(NP, ca. 1840). 9 1/4 x 11 3/4. 120 pages. The album is comprised of 12 alphabets of 25 letters (there is no "W") on rectos of thick, smooth paper which was "made" by the artist. There are also a title page, an index, and 10 section titles preceding the ten major alphabets of ornamented initials. These are lettered in black & red and stencil-signed "par Beauvalet St. Victor." Saint-Victor's watercolored & gilded letters are his own creations, derived from Medieval sources. The letters are all majuscules (Onciales du 9e au 11e siecles, 12e siecle, 12e au 14e siecles; Gothiques Ornées, Anglais Ornées, Majuscules d'Eglise, d'Eglise Ornée, Alphabet de Romain Droit Orné et Ombré, and -in a closing crescendo- Majuscules Choisies Ornés 12e au 14e. Letters are variously one, two, or 4 to a page, separated by a gilt rules. The other 2 alphabets are single leaves of simple Lombardic caps in red and gold. Bound in full wine morocco, all edges gilt (upper joint lightly rubbed) in Medieval style, ca. 1896 for J. E. Woodhead. Fine, in felt-lined slipcase. Item #14275
Born in Paris in 1780, the artist described himself as a "Peintre Minerologiste breveté" (a patented minerologist painter) in reference to the luminous pigments he invented. St.-Victor's technique may be even more important, as he appears to have been an early adopter of pochoir. His process-- aquarelle-miniatures-- St. Victor termed “veritablement unique dans son genre.” In his 1835 manual "Aquarelle-Miniature Perfectionnée reflets métallique et chatoyans et peintre a l'huile sur velous en six leçons," the artist gives precise and detailed instructions for the tools needed: cutting implements, various brushes, colors, and paper prepared with a smooth vellum-like surface (instructions for this are included). Although painting with stencils was used in c19 decorative arts (theorem painting on velvet, for example), the process does not seem to have been employed to illustrate books. St. Victor was one of the first to use stencils for book illustration. His process was labor intensive, slow, and expensive. And it coincided with the rise of chromolithography.
THE ONLY COPY LOCATED. Examples of Beauvalet de St.
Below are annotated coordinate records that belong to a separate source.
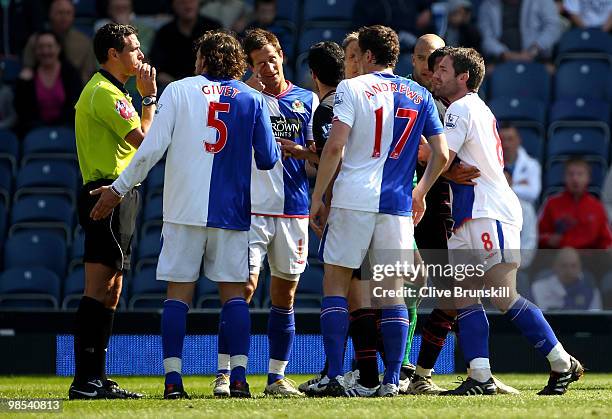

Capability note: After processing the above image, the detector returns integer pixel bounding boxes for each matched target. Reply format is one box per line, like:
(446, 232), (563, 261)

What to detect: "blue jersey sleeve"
(423, 89), (444, 138)
(253, 96), (280, 170)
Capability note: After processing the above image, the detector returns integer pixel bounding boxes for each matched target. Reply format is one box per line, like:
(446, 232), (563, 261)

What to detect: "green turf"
(0, 373), (612, 419)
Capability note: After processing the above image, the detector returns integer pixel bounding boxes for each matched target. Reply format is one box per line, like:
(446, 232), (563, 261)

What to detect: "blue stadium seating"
(4, 230), (67, 278)
(0, 165), (13, 206)
(0, 267), (61, 309)
(556, 29), (612, 66)
(547, 128), (610, 166)
(304, 0), (355, 24)
(518, 128), (544, 162)
(297, 27), (346, 55)
(22, 127), (77, 165)
(0, 57), (21, 83)
(555, 60), (612, 100)
(9, 195), (74, 244)
(0, 129), (19, 174)
(195, 276), (221, 309)
(14, 160), (79, 205)
(489, 62), (551, 103)
(128, 267), (167, 310)
(294, 265), (323, 308)
(489, 97), (546, 136)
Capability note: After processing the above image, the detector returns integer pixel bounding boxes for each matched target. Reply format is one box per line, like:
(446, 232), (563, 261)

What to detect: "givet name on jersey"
(202, 84), (240, 99)
(363, 82), (423, 105)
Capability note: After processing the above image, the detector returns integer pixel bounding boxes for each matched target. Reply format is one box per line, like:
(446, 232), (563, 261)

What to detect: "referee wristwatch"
(142, 96), (157, 106)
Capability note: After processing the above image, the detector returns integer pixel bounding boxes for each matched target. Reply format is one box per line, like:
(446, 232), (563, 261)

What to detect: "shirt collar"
(98, 68), (129, 95)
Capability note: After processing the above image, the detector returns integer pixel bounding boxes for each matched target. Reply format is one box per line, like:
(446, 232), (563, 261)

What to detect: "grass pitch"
(0, 373), (612, 419)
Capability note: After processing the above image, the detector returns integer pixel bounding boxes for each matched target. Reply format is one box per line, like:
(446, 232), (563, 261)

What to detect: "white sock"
(217, 354), (230, 371)
(230, 355), (249, 370)
(468, 358), (492, 383)
(546, 342), (572, 372)
(268, 358), (289, 377)
(164, 357), (183, 374)
(414, 365), (433, 377)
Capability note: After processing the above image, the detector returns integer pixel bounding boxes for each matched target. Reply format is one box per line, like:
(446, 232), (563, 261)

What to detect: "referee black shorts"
(77, 179), (140, 271)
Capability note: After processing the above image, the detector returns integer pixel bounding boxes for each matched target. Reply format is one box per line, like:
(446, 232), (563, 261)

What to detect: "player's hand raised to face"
(444, 163), (480, 185)
(89, 186), (121, 221)
(310, 196), (329, 238)
(136, 63), (157, 97)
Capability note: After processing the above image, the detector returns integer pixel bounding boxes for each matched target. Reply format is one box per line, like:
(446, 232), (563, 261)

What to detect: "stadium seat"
(548, 98), (610, 143)
(14, 160), (79, 206)
(0, 164), (13, 206)
(518, 128), (544, 162)
(544, 160), (607, 196)
(297, 27), (346, 55)
(304, 0), (355, 24)
(0, 56), (21, 83)
(556, 29), (612, 67)
(4, 230), (67, 278)
(195, 276), (221, 309)
(294, 265), (323, 308)
(145, 162), (166, 202)
(489, 62), (550, 103)
(394, 54), (412, 77)
(489, 97), (546, 136)
(21, 127), (77, 165)
(136, 233), (162, 272)
(555, 60), (612, 101)
(0, 129), (19, 174)
(128, 267), (167, 310)
(547, 128), (610, 166)
(0, 267), (61, 309)
(9, 195), (74, 245)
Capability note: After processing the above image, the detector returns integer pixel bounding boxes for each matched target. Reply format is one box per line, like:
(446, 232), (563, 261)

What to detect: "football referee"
(68, 23), (157, 399)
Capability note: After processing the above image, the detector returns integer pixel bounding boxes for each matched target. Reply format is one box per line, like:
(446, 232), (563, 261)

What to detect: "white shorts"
(448, 218), (521, 271)
(249, 215), (308, 280)
(319, 207), (414, 269)
(157, 222), (249, 282)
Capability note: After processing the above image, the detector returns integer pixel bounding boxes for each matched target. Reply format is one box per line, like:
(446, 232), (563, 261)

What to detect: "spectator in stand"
(22, 0), (97, 83)
(504, 168), (538, 268)
(15, 31), (83, 135)
(151, 0), (221, 86)
(353, 0), (436, 50)
(200, 0), (252, 33)
(0, 67), (17, 129)
(531, 248), (602, 311)
(478, 0), (561, 62)
(500, 122), (542, 205)
(94, 0), (155, 55)
(539, 158), (612, 249)
(563, 0), (612, 32)
(0, 0), (45, 59)
(444, 0), (480, 51)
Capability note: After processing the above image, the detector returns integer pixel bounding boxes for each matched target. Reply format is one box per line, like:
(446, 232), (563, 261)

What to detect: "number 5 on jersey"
(204, 102), (230, 154)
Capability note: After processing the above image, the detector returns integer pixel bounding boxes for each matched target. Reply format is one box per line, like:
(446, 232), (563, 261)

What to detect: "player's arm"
(125, 64), (157, 148)
(90, 84), (176, 220)
(253, 96), (280, 170)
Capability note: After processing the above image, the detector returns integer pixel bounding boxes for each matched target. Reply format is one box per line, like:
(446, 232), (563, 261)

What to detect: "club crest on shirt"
(444, 113), (459, 129)
(115, 99), (136, 120)
(334, 92), (344, 106)
(291, 99), (306, 113)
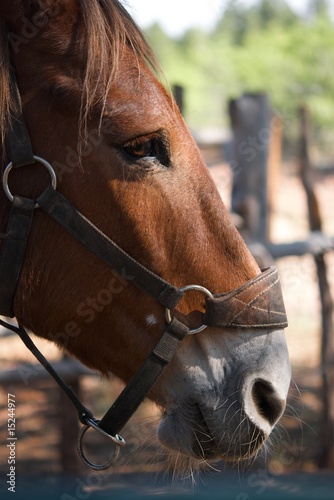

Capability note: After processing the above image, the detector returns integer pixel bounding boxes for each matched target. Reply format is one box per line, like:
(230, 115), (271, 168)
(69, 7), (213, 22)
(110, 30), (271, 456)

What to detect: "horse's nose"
(244, 376), (287, 435)
(251, 379), (285, 426)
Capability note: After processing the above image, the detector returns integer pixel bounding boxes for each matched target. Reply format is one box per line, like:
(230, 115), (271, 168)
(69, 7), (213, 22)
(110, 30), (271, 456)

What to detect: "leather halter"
(0, 72), (287, 470)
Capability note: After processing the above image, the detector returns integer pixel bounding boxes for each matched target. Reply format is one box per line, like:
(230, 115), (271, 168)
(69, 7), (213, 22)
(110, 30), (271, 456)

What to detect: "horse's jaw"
(158, 331), (291, 462)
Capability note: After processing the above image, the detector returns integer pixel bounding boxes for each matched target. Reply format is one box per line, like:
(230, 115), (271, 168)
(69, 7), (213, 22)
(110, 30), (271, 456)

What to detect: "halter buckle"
(166, 285), (214, 335)
(2, 155), (57, 208)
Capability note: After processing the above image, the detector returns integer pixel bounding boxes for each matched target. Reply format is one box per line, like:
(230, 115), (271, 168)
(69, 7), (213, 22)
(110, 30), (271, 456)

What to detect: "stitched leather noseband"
(0, 69), (287, 470)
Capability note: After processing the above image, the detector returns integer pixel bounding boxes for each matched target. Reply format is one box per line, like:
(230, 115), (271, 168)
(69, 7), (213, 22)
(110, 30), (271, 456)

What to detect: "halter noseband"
(0, 72), (287, 470)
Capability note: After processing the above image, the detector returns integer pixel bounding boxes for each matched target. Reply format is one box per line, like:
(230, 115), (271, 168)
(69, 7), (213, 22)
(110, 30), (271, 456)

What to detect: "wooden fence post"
(300, 107), (334, 469)
(173, 85), (184, 114)
(229, 94), (271, 243)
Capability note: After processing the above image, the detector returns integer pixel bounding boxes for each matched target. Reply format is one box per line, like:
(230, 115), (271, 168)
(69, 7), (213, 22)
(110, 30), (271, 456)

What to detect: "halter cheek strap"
(0, 68), (287, 470)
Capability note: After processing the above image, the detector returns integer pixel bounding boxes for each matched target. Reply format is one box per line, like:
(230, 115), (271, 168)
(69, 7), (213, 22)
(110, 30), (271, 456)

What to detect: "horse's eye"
(123, 139), (156, 160)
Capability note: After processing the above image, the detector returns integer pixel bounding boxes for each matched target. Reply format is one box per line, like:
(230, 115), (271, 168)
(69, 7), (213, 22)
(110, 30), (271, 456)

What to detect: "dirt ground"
(0, 159), (334, 500)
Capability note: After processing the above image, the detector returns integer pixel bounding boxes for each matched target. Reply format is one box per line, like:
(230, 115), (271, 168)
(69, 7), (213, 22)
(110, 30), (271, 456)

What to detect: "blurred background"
(0, 0), (334, 500)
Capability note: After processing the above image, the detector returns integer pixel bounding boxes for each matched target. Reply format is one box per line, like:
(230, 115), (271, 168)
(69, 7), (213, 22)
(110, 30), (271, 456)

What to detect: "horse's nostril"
(252, 379), (285, 425)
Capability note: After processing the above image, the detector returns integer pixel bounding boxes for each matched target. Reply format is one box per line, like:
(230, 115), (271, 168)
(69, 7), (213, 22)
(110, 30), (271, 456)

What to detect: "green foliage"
(146, 0), (334, 153)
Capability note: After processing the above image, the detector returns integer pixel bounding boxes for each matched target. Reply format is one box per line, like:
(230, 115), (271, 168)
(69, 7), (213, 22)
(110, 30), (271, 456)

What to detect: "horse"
(0, 0), (290, 470)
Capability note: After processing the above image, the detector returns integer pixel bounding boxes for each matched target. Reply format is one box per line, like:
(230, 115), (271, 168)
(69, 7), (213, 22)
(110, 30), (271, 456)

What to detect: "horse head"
(0, 0), (290, 468)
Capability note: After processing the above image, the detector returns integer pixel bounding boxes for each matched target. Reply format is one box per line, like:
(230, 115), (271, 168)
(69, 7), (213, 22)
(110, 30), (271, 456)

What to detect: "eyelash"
(122, 135), (169, 167)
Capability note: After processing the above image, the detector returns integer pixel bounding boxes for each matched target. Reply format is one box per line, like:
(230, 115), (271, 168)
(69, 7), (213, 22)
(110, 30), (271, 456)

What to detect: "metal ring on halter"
(2, 156), (57, 208)
(166, 285), (214, 335)
(77, 417), (126, 470)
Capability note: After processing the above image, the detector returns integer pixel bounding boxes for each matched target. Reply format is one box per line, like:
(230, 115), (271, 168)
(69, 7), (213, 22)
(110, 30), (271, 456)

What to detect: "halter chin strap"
(0, 66), (287, 470)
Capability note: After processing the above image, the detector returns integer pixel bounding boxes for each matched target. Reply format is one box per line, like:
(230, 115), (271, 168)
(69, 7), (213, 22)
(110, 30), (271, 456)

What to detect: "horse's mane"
(0, 0), (158, 145)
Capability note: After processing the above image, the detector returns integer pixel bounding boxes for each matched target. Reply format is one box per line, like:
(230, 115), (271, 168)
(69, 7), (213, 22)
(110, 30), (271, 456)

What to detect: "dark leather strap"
(204, 266), (288, 329)
(0, 320), (94, 424)
(6, 70), (35, 168)
(99, 318), (189, 436)
(37, 186), (183, 309)
(0, 196), (35, 318)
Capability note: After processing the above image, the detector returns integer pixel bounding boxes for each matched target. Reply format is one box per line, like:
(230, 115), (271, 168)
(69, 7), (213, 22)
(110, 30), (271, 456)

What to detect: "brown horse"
(0, 0), (290, 470)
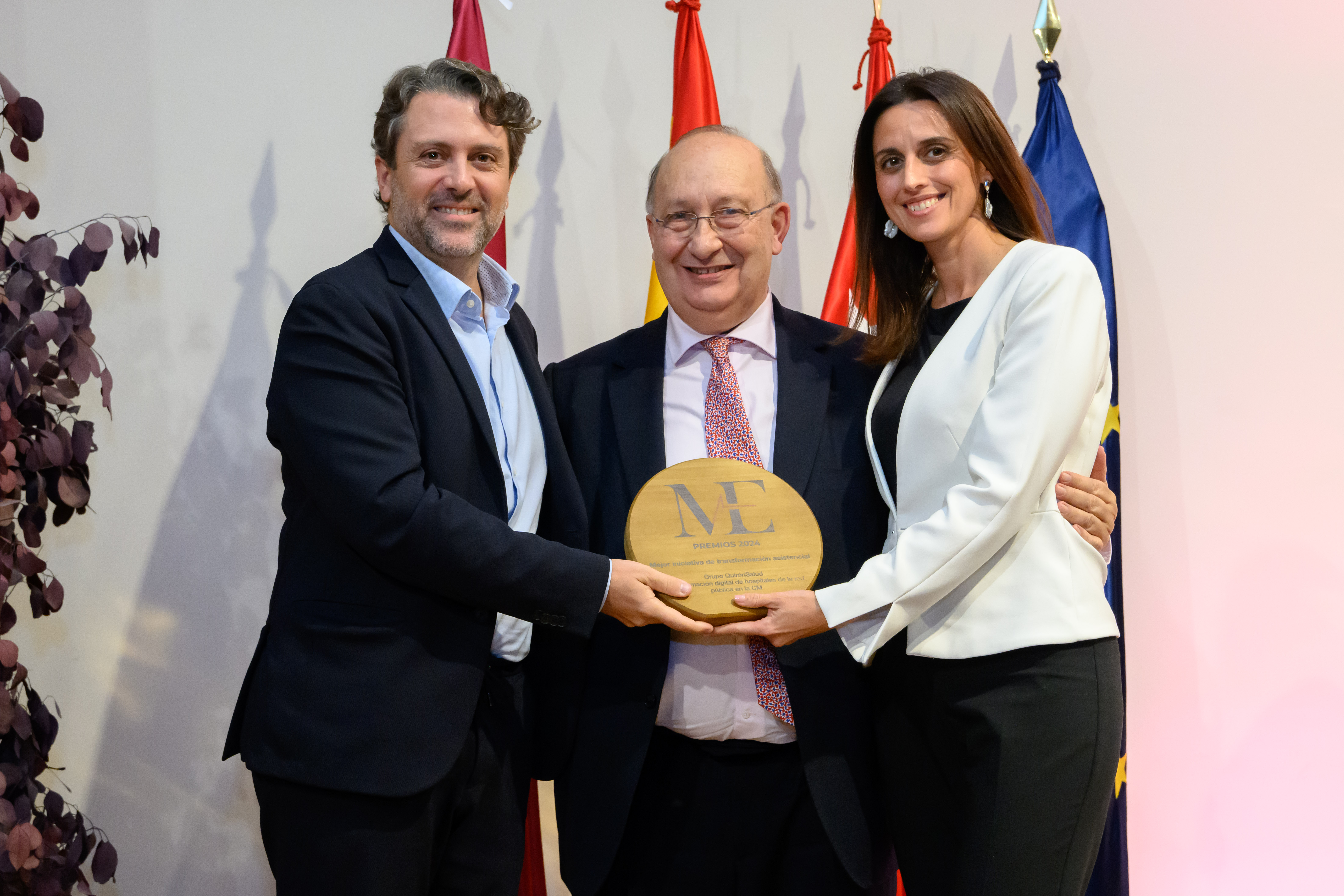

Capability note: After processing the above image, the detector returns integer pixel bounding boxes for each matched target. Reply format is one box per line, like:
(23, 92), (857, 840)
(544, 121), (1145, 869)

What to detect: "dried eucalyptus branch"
(0, 66), (159, 896)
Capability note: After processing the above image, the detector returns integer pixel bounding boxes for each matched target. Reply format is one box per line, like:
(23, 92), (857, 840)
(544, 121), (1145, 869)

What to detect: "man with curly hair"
(224, 59), (710, 896)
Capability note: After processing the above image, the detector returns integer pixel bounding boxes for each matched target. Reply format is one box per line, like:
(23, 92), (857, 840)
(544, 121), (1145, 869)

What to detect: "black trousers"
(872, 633), (1124, 896)
(253, 660), (528, 896)
(598, 728), (864, 896)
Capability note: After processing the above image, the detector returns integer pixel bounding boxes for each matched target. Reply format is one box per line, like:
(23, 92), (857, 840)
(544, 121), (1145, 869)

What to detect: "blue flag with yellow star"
(1021, 62), (1129, 896)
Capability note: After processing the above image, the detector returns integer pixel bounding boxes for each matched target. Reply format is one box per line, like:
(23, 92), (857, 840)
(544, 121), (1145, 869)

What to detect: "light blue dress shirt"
(391, 230), (546, 662)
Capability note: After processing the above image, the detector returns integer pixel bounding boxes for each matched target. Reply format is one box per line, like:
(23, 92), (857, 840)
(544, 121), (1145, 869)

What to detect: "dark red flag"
(446, 0), (511, 270)
(821, 16), (895, 325)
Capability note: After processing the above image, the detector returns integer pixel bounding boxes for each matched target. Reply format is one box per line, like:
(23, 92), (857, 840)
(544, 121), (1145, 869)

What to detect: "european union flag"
(1021, 62), (1129, 896)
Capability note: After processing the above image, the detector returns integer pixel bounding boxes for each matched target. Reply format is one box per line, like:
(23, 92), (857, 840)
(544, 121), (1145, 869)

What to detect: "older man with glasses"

Victor's work are rare. They may all have been offered by subscription. His Vases Grecques et Étrusques illustrated from stencils and "peints d'apres sa nouvelle decouverte metallique," was issued in fascicules between 1837 and 1845. And they were expensive. His aquarelle-miniature text book was--10 francs for each of the 6 lessons. The Vases was 32 francs for each fascicule.
Woodhead was a prominent c19 Chicago businessman. His name is stamped in gilt at base of spine; he has penciled his name in tiny letters and the date '96 at top corner of title page.